Metric wrecks it in Brooklyn
Secret, fan-only concert slays
Published: Thursday, June 14, 2012
Updated: Thursday, June 14, 2012 23:06
They took the stage to a slowly rising background of synths, and as it rose, Emily Haines began Metric’s homecoming show Wednesday night in Brooklyn’s Music Hall of Williamsburg, a 500-person show that could only be attended by fans lucky enough to win tickets, with a telling sentence.
“I’m just as f***** up as they say.”
It was off to the races after that, as the Canadian rock band who got their start just a few blocks away from the show, in what Haines said was called a loft but was really a garage, played a triumphant show trumpeting the release of their deep, satisfying new album “Synthetica.”
Sure, it seemed they were going to play the new record front-to-back for the first few songs, but even that would have been a solid show.

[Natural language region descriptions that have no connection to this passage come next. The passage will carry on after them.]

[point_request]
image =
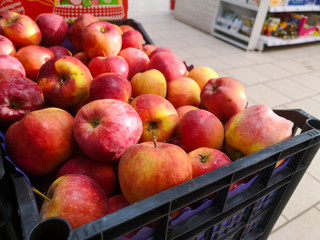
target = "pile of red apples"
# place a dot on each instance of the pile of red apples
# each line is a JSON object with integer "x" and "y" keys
{"x": 114, "y": 119}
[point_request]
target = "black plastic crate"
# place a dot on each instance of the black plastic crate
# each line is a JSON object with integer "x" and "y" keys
{"x": 248, "y": 212}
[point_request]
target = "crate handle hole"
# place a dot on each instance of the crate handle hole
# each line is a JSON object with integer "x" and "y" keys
{"x": 52, "y": 228}
{"x": 314, "y": 123}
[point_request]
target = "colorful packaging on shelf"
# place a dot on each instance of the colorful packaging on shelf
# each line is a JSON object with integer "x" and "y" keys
{"x": 296, "y": 2}
{"x": 69, "y": 9}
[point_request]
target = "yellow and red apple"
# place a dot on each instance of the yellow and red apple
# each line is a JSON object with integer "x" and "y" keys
{"x": 253, "y": 129}
{"x": 149, "y": 82}
{"x": 45, "y": 140}
{"x": 110, "y": 85}
{"x": 224, "y": 97}
{"x": 11, "y": 67}
{"x": 183, "y": 91}
{"x": 169, "y": 164}
{"x": 21, "y": 30}
{"x": 137, "y": 60}
{"x": 102, "y": 64}
{"x": 202, "y": 75}
{"x": 101, "y": 39}
{"x": 76, "y": 28}
{"x": 76, "y": 198}
{"x": 105, "y": 128}
{"x": 64, "y": 81}
{"x": 159, "y": 117}
{"x": 18, "y": 97}
{"x": 200, "y": 128}
{"x": 6, "y": 46}
{"x": 32, "y": 58}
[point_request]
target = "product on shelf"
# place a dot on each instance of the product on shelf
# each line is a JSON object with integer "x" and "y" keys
{"x": 247, "y": 25}
{"x": 291, "y": 25}
{"x": 227, "y": 18}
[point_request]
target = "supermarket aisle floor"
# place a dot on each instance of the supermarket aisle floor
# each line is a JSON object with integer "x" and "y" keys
{"x": 284, "y": 78}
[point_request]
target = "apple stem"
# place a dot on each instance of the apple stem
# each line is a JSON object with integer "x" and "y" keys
{"x": 203, "y": 159}
{"x": 214, "y": 88}
{"x": 154, "y": 139}
{"x": 10, "y": 16}
{"x": 40, "y": 194}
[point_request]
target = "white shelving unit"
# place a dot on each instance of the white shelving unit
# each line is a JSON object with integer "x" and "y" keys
{"x": 255, "y": 40}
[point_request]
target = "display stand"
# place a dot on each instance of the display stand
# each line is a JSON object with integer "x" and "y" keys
{"x": 204, "y": 15}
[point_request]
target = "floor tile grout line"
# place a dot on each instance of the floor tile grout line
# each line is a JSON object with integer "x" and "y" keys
{"x": 296, "y": 217}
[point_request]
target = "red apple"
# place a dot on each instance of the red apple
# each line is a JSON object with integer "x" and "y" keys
{"x": 200, "y": 128}
{"x": 253, "y": 129}
{"x": 76, "y": 28}
{"x": 205, "y": 159}
{"x": 83, "y": 58}
{"x": 76, "y": 198}
{"x": 148, "y": 48}
{"x": 22, "y": 30}
{"x": 103, "y": 174}
{"x": 53, "y": 28}
{"x": 132, "y": 38}
{"x": 184, "y": 109}
{"x": 101, "y": 39}
{"x": 6, "y": 46}
{"x": 4, "y": 16}
{"x": 11, "y": 67}
{"x": 125, "y": 27}
{"x": 32, "y": 58}
{"x": 183, "y": 91}
{"x": 116, "y": 64}
{"x": 110, "y": 85}
{"x": 117, "y": 202}
{"x": 45, "y": 140}
{"x": 159, "y": 50}
{"x": 224, "y": 97}
{"x": 18, "y": 97}
{"x": 158, "y": 115}
{"x": 202, "y": 75}
{"x": 137, "y": 60}
{"x": 64, "y": 81}
{"x": 171, "y": 66}
{"x": 105, "y": 128}
{"x": 60, "y": 51}
{"x": 168, "y": 163}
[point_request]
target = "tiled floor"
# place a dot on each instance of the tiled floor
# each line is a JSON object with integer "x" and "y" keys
{"x": 285, "y": 78}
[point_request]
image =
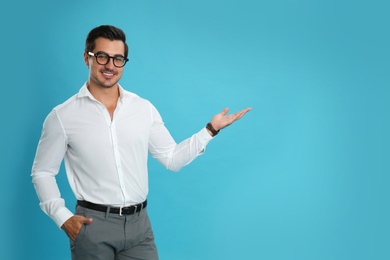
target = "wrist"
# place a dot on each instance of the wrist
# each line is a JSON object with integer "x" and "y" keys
{"x": 211, "y": 129}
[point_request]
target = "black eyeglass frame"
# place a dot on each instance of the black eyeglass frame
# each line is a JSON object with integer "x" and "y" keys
{"x": 109, "y": 57}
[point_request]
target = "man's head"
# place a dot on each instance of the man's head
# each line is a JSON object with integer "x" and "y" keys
{"x": 105, "y": 55}
{"x": 108, "y": 32}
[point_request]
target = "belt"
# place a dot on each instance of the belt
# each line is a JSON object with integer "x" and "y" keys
{"x": 116, "y": 210}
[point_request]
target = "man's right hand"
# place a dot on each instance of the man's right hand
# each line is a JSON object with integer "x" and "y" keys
{"x": 73, "y": 225}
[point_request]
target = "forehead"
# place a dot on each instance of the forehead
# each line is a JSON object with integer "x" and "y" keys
{"x": 112, "y": 47}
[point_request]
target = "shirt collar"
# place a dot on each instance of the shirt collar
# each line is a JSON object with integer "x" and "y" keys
{"x": 84, "y": 92}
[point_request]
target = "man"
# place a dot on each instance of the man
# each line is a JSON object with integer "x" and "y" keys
{"x": 104, "y": 134}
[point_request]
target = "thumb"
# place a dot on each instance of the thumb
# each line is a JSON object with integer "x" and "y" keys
{"x": 224, "y": 111}
{"x": 86, "y": 221}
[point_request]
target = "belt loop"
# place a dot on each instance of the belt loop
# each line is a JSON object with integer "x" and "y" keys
{"x": 107, "y": 211}
{"x": 140, "y": 208}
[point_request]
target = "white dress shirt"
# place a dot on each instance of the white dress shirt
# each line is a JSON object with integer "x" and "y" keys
{"x": 105, "y": 160}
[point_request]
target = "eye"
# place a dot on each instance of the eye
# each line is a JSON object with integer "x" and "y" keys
{"x": 102, "y": 55}
{"x": 119, "y": 58}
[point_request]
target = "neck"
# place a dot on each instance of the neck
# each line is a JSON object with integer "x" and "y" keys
{"x": 107, "y": 96}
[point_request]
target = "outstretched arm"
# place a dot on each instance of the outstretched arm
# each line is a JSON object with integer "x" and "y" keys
{"x": 222, "y": 120}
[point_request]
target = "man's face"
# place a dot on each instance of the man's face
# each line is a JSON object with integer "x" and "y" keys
{"x": 105, "y": 76}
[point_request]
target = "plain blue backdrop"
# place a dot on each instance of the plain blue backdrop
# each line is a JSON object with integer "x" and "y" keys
{"x": 304, "y": 175}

The synths followed Haines’ lead on their opening song, “Artificial Nocturne,” before launching into a crowd-pleasing, hard-rocking version of “Synthetica” lead single “Youth Without Youth.” Though it lacks a chorus, the song’s repeating melodies and slowly building sense of rebellion hit harder each time, and the audience definitely responded.
The band managed to throw a few crowd-pleasing oldies into the mix, the long, hard “Empty” from their 2005 album “Live It Out” and a frantic, extended version of “Old World Underground, Where Are You Now?” standout “Dead Disco,” which featured a fantastic guitar solo from James Shaw and a fantastic, almost inhuman performance from drummer Jules Scott-Key.
But as “Synthetica” was less than 48 hours old when they took the stage, it’s completely understandable that the band would focus on new tracks. The album’s all about losing sense of self in a digital world, which was ironically compounded by audience members filming the show on their glowing phones. “Lost Kitten” was minimalistic in a great way, with Haines almost mewing like the titular animal, and the title track and “Breathing Underwater” became an instant live classic that had better be a hit by the time Metric plays Radio City Music Hall in September.
The encore, though is where the band proved why some fans would have been willing to pay $50 on Craigslist for tickets to a free show. Though Metric skipped two songs from their planned setlist, 2009 single “Gold Guns Girls” received a hugely rewarding performance before Haines and Shaw finished the night with an acoustic singalong of their beautiful track “Gimme Sympathy.” “You’re gonna make mistakes, you’re young,” Haines and the audience sang, and the 20-something hipsters of Brooklyn, the generation of youth without youth, came together for a moment in harmony.